指名委員会等設置会社

指名委員会等設置会社は、監査役会を置かず、その代わりに指名委員会、監査委員会、報酬委員会の3つの委員会を置く会社形態である(下図)。

従来は「委員会設置会社」と呼ばれていたが、2014年改正会社法(2015年4月1日施行)から「監査等委員会設置会社」という別のタイプの委員会設置会社が新設されたことに伴い、指名委員会等設置会社という名称に変更された。2003年4月施行の商法から可能になった比較的新しい機関のあり方である(当初は「委員会等設置会社」と言われていた。)

指名委員会等設置会社では執行役を設置しなければならないのも特徴だ。経営の執行は執行役が行う。代表権も執行役が持つ。

指名委員会は、株主総会に提出する取締役の選任・解任の内容を決定する。実質的に、取締役の人事権を握っていると言っていい。監査委員会は、執行役の職務執行の監査を行う。監査役会設置会社における監査役会に相当すると言える。報酬委員会は執行役等個々の報酬を決定する。
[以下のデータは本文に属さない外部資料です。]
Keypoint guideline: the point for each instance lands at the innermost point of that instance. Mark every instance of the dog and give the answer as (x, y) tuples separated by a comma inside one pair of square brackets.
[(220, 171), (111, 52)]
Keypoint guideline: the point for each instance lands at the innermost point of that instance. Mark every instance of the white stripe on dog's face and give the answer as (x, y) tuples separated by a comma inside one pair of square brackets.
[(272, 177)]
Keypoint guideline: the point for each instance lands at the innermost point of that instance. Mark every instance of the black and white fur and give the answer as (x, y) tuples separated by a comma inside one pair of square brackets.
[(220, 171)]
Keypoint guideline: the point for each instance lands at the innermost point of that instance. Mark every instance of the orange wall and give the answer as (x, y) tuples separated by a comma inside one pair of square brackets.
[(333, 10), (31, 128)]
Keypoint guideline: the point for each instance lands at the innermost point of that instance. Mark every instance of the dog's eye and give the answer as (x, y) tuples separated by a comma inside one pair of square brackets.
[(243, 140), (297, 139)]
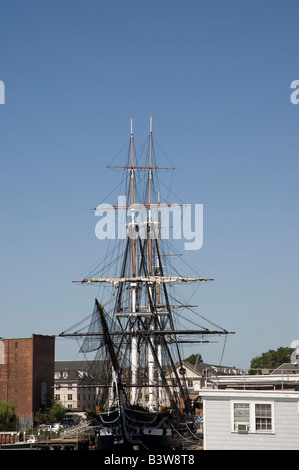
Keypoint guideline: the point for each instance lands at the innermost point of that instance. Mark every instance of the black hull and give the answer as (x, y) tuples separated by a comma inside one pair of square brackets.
[(136, 430)]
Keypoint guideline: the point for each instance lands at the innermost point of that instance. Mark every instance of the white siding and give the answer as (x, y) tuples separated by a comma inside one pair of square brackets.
[(218, 430)]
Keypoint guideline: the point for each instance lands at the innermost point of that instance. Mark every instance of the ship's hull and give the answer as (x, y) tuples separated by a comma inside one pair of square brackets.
[(141, 431)]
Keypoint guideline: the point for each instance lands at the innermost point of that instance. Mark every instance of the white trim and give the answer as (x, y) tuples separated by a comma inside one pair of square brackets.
[(252, 416)]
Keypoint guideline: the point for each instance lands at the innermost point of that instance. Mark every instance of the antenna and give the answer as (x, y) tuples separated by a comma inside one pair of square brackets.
[(151, 121)]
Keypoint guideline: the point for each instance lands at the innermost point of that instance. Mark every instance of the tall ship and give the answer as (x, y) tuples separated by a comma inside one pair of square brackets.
[(139, 324)]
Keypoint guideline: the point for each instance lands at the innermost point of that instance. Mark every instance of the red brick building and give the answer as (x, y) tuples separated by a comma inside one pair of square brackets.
[(27, 372)]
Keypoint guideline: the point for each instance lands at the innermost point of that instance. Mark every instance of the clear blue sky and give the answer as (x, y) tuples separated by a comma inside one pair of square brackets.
[(217, 75)]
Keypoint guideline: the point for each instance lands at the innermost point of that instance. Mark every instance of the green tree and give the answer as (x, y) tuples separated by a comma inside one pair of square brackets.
[(7, 416), (271, 359), (53, 412)]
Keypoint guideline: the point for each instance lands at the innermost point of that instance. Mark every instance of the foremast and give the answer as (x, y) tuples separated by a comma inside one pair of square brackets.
[(145, 319)]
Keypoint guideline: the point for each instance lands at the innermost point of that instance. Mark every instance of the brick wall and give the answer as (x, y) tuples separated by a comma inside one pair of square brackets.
[(26, 370)]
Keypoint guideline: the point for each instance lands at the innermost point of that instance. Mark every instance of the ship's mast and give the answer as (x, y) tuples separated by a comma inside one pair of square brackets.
[(134, 345)]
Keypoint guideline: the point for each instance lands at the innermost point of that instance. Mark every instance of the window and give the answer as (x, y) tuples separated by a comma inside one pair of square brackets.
[(263, 417), (241, 417), (252, 417)]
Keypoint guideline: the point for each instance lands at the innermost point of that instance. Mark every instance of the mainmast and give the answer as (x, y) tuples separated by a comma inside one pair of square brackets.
[(134, 341), (147, 334)]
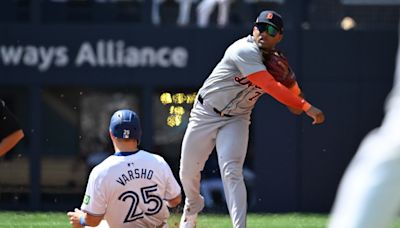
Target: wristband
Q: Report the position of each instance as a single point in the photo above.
(306, 106)
(82, 221)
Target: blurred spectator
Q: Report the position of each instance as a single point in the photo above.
(10, 130)
(205, 9)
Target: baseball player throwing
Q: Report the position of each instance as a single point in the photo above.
(131, 188)
(221, 117)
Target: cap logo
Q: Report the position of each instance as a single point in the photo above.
(126, 134)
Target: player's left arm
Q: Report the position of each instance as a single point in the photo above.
(174, 202)
(79, 219)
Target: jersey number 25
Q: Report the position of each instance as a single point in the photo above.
(147, 198)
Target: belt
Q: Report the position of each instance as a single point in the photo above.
(201, 100)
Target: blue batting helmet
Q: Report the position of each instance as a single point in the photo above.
(125, 124)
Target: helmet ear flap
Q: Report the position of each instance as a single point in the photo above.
(125, 124)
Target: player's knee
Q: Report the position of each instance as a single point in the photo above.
(233, 172)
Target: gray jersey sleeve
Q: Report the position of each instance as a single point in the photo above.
(227, 88)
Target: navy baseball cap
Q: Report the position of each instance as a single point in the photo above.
(272, 18)
(125, 124)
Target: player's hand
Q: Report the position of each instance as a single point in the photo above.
(74, 217)
(295, 111)
(317, 115)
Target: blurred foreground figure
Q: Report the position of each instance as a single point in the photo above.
(369, 193)
(132, 187)
(10, 130)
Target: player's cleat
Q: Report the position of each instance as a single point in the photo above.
(188, 221)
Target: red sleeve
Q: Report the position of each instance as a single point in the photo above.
(264, 80)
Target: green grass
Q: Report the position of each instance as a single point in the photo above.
(60, 219)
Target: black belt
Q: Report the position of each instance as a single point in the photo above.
(201, 100)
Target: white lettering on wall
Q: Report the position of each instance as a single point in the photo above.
(40, 57)
(103, 54)
(117, 54)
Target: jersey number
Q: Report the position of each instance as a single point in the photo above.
(147, 197)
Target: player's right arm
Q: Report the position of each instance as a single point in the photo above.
(264, 80)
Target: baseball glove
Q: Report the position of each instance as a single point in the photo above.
(278, 66)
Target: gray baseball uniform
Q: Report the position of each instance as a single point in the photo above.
(220, 118)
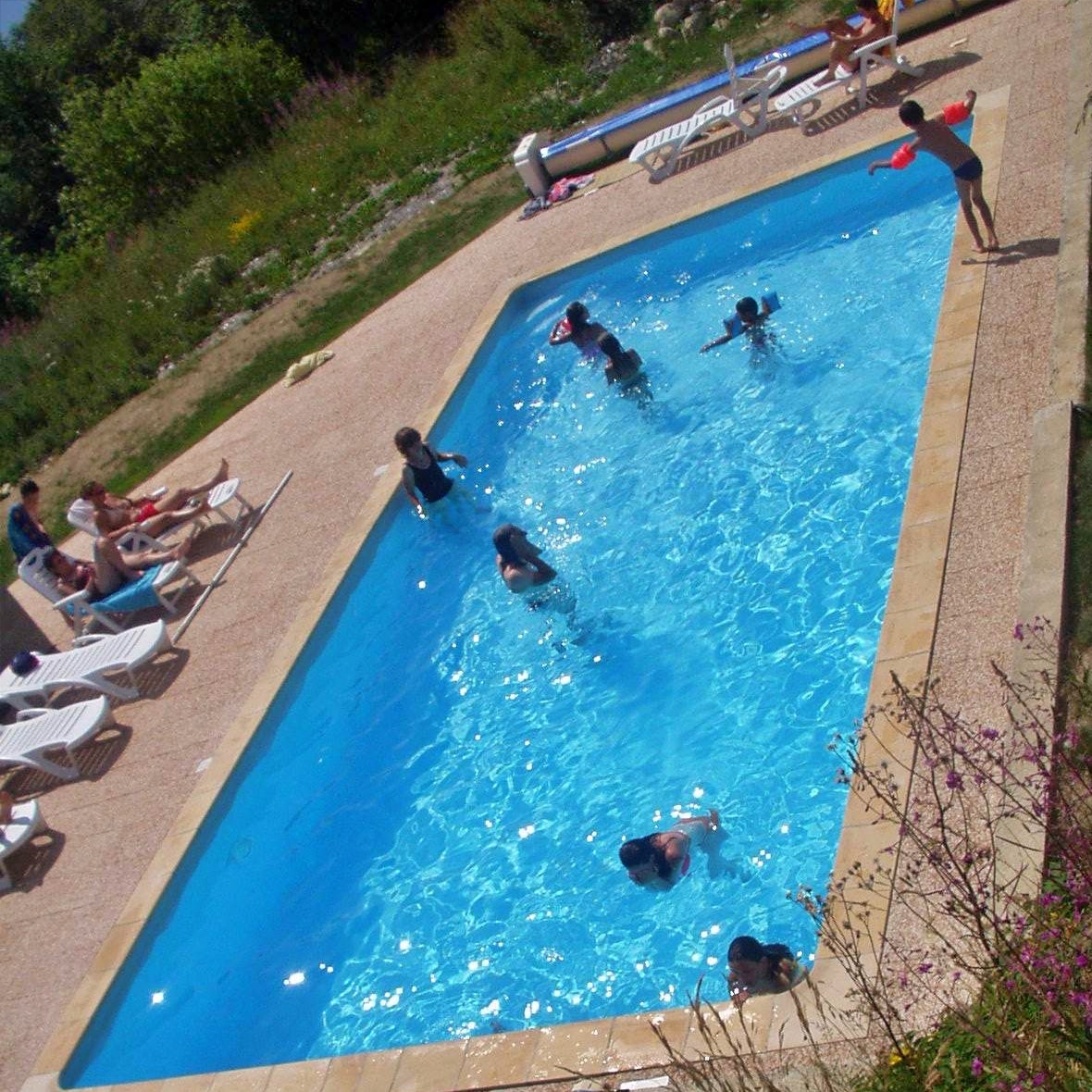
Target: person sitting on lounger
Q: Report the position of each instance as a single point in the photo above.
(844, 38)
(116, 515)
(110, 568)
(25, 529)
(577, 328)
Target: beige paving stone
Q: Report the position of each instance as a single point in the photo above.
(298, 1075)
(818, 1011)
(635, 1044)
(571, 1049)
(344, 1073)
(426, 1068)
(727, 1030)
(242, 1080)
(378, 1070)
(906, 632)
(936, 465)
(923, 543)
(497, 1060)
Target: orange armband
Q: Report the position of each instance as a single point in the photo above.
(903, 157)
(954, 113)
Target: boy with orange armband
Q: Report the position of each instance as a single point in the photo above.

報酬を自ら決めるとお手盛りになる危険性があるので、そこにも客観性を持たせているのだ。

3委員会はすべて取締役から成り、かつ、すべての委員会とも過半数は社外取締役でなければならない。このような形態によって、経営執行と監視・監督の明確な機能分化を図っているのである。これは、取締役が本来の「取り締まる役」に徹する米国流の機関設計である。

ただし、現行法では執行役と取締役の兼務が認められており、骨抜きにされている感がある。2015年に不正会計が発覚した東芝は、当時、日本では数少ない指名委員会等設置会社を採用しており、「ガバナンスの優等生」と言われていた。それでも不正会計が起きたのは、当時の東芝において、ほとんどの執行役が取締役と兼務だったことと無縁ではないだろう。

執行役と似て非なるものに執行役員がある。執行役員は、経営執行と監視・監督機能を明確に分離する米国流の機関設計がまだ認められていなかった1997年に、ソニーがそれを疑似的に実現するために設けたのが始まりである。以来、多くの企業が執行役員という役職を置いている。 しかし、執行役員は法的には役員ではない。会社が任意に設けた役職である。したがって、株主代表訴訟の対象になることもない。執行役は法的な役員なので、株主代表訴訟の対象になる。